LXIV.
DIAMOND AND OTHER SWINDLES.
THE GREAT DIAMOND SWINDLE OF 1872.—HOW IT WAS ORGANIZED.—MAGNIFICENT PLANS OF THE SWINDLERS.—PLANTING A DIAMOND FIELD.—HOW THE FRAUD WAS EXPOSED.—A NEAT SWINDLE ATTEMPTED IN SAPPHIRES.—HOW IT WAS DISCOVERED.—A MYTHICAL COPPER MINE.—FATE OF THE SWINDLER.
The great diamond swindle of California will probably go down in history as one of the most magnificent frauds of this or any other age. There are some facts about the matter which have not yet been given to the public. When the operators first started their “plant,” they went to New York, and endeavored to enlist capitalists in that city. A friend of mine was thrown into contact with them, and from him I learned the points. They wanted half a million dollars for their claim. He looked at the diamonds, which appeared to be genuine, and he was allowed to apply the usual test of rubbing with steel files and with emery. They stood the test, and he offered to put ten thousand dollars into the scheme. Another friend (a friend of my friend) came forward, and as he had some money to spare, he was allowed to investigate the business; the twain were prepared with more files and emery, and they rubbed more of the diamonds.

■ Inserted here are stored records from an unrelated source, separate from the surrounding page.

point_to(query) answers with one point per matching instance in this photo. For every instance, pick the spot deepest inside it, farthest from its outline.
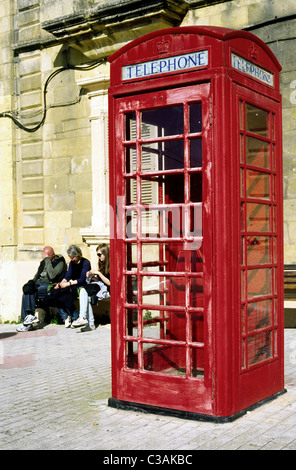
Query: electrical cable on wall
(45, 109)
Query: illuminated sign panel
(244, 66)
(165, 65)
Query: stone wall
(54, 179)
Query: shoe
(88, 328)
(24, 328)
(79, 322)
(30, 320)
(68, 322)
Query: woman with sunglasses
(102, 274)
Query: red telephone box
(196, 197)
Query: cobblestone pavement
(55, 383)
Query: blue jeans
(65, 313)
(29, 300)
(86, 310)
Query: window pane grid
(258, 236)
(164, 320)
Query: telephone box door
(163, 352)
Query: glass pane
(197, 327)
(197, 362)
(241, 115)
(153, 256)
(243, 357)
(258, 250)
(243, 285)
(131, 355)
(131, 223)
(173, 188)
(131, 289)
(154, 324)
(195, 117)
(164, 290)
(151, 156)
(258, 217)
(257, 153)
(196, 153)
(163, 223)
(196, 292)
(164, 325)
(196, 187)
(259, 282)
(259, 348)
(130, 159)
(165, 359)
(161, 156)
(131, 322)
(130, 126)
(256, 120)
(259, 315)
(131, 256)
(242, 182)
(162, 122)
(258, 184)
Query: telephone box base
(126, 405)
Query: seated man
(51, 270)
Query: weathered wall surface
(52, 180)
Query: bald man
(52, 269)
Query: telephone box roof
(217, 32)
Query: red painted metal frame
(231, 389)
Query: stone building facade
(54, 81)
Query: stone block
(33, 236)
(33, 202)
(29, 65)
(31, 150)
(60, 201)
(57, 219)
(33, 219)
(32, 168)
(32, 185)
(31, 100)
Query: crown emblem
(162, 46)
(253, 52)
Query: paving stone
(55, 384)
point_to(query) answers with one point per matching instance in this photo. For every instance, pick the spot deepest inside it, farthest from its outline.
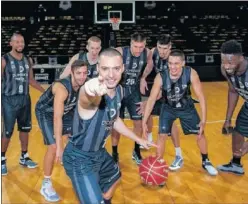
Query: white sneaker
(209, 168)
(176, 164)
(48, 191)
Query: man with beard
(135, 59)
(93, 172)
(234, 68)
(175, 85)
(17, 75)
(54, 112)
(91, 57)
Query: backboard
(104, 10)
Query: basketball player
(234, 68)
(160, 56)
(135, 58)
(93, 172)
(175, 84)
(91, 57)
(54, 112)
(17, 75)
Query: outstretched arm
(91, 93)
(147, 71)
(60, 95)
(120, 127)
(67, 71)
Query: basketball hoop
(115, 23)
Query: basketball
(153, 171)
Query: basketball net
(115, 23)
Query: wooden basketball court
(191, 184)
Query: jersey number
(130, 82)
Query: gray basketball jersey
(15, 78)
(176, 93)
(90, 135)
(45, 103)
(159, 64)
(240, 83)
(92, 70)
(134, 67)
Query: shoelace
(50, 189)
(176, 161)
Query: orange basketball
(153, 171)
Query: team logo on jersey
(118, 105)
(21, 68)
(184, 86)
(177, 89)
(246, 84)
(112, 112)
(74, 99)
(241, 85)
(134, 65)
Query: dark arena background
(54, 31)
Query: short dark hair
(231, 47)
(78, 63)
(177, 53)
(164, 39)
(110, 52)
(16, 33)
(138, 37)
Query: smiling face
(137, 47)
(17, 43)
(93, 49)
(175, 64)
(164, 50)
(111, 69)
(231, 62)
(79, 75)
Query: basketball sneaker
(149, 139)
(4, 166)
(137, 157)
(232, 168)
(176, 164)
(48, 191)
(115, 157)
(26, 161)
(209, 168)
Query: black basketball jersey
(159, 64)
(45, 103)
(92, 70)
(90, 135)
(240, 83)
(15, 80)
(134, 67)
(176, 93)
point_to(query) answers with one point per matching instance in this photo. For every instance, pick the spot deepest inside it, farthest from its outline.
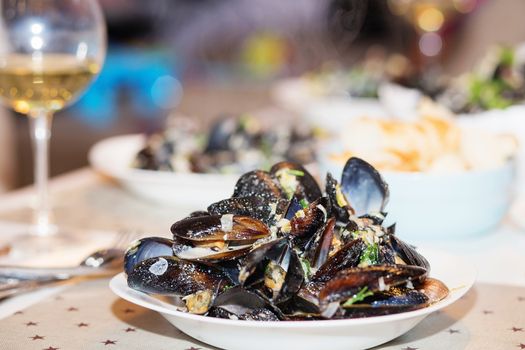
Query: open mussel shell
(188, 251)
(308, 221)
(364, 187)
(339, 204)
(350, 282)
(169, 275)
(260, 208)
(296, 180)
(258, 183)
(346, 257)
(221, 228)
(407, 253)
(146, 248)
(240, 303)
(274, 269)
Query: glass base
(65, 247)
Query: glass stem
(41, 133)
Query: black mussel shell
(243, 304)
(313, 217)
(339, 204)
(258, 183)
(210, 228)
(254, 269)
(349, 282)
(408, 254)
(146, 248)
(346, 257)
(169, 275)
(306, 186)
(256, 207)
(364, 187)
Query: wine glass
(50, 51)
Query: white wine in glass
(50, 51)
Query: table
(490, 316)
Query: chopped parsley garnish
(304, 203)
(305, 264)
(359, 296)
(295, 172)
(370, 255)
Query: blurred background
(203, 57)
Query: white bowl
(114, 156)
(434, 206)
(351, 334)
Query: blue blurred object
(147, 78)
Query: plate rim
(119, 286)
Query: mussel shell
(393, 301)
(342, 213)
(258, 183)
(169, 275)
(279, 251)
(187, 251)
(146, 248)
(408, 254)
(350, 281)
(307, 187)
(346, 257)
(256, 207)
(364, 187)
(209, 228)
(315, 216)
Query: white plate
(114, 156)
(349, 334)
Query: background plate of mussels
(347, 334)
(282, 262)
(114, 157)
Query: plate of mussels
(285, 264)
(185, 165)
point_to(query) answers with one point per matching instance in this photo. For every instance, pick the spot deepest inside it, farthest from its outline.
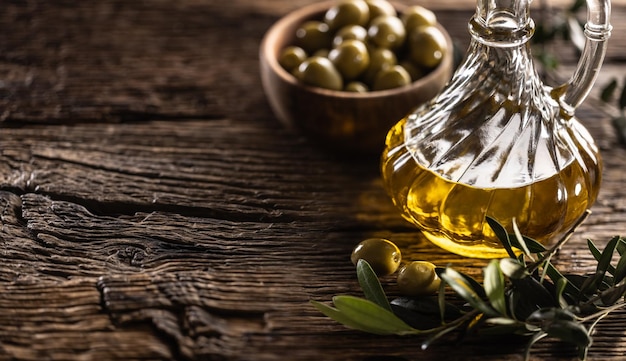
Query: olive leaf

The test was going on satisfactorily, when my friend, whom I will call Sharpley, happened to lay hold of a stone that yielded to the hard substances against which it was brought. Sharpley tried another side of it, and again it yielded. He was handling a piece of common crystal, and not a diamond, and his eyes were beginning to open. He became inquisitive enough for a son of Paul Pry, and the result of his questioning was, that he didn’t put his money into the speculation. Straightway he sought his friend, and actually found him arranging to draw the check that would have made him a twenty thousand dollar stockholder in the great diamond mine of Arizona.
DISCOVERING A FRAUD.
Sharpley talked to him like a Dutch uncle, and with some difficulty induced him to withhold the money for the present. I say with difficulty, for Sharpley’s friend had become as enthusiastic over the diamonds as a damsel of sixteen over her first beau, and was determined to go in anyhow. He half suspected that Sharpley wanted to keep others out so that he could get more stock for himself, and subsequently, when the stock was all taken, he upbraided Sharpley for keeping him out. He does not upbraid much now, but, on the contrary, quite the reverse. When the exposure came out, he thought how his twenty thousand dollars had been saved, and remembered that Sharpley had been the cause of its salvation. He sent a basket of the best champagne to Sharpley’s office, and it was while drinking a glass of the beverage that its recipient told me of his diamond experience.
“It was one of the best laid plants I ever saw,” said Sharpley, “and if it had not been for stumbling on that piece of crystal, I might have been taken in. They tried to explain to me that the crystal got in there by accident; but as they had previously told me that every stone in the collection had been examined by an expert, I knew there was a lie somewhere. They had a few rubies, which they claimed were found in the same locality, or near them. I looked at them, and was allowed to take one of them to a jeweller, who pronounced it genuine. That night I overhauled my encyclopædia, and studied up the character of diamonds and rubies.
“I found that the diamond consists of crystallized carbon, while the ruby, sapphire, and all that class of gems, are crystallized alumina. Next morning I went to one of the best geologists in New York, whom I happened to know well, and asked him if crystals of carbon and alumina could be found in the same locality.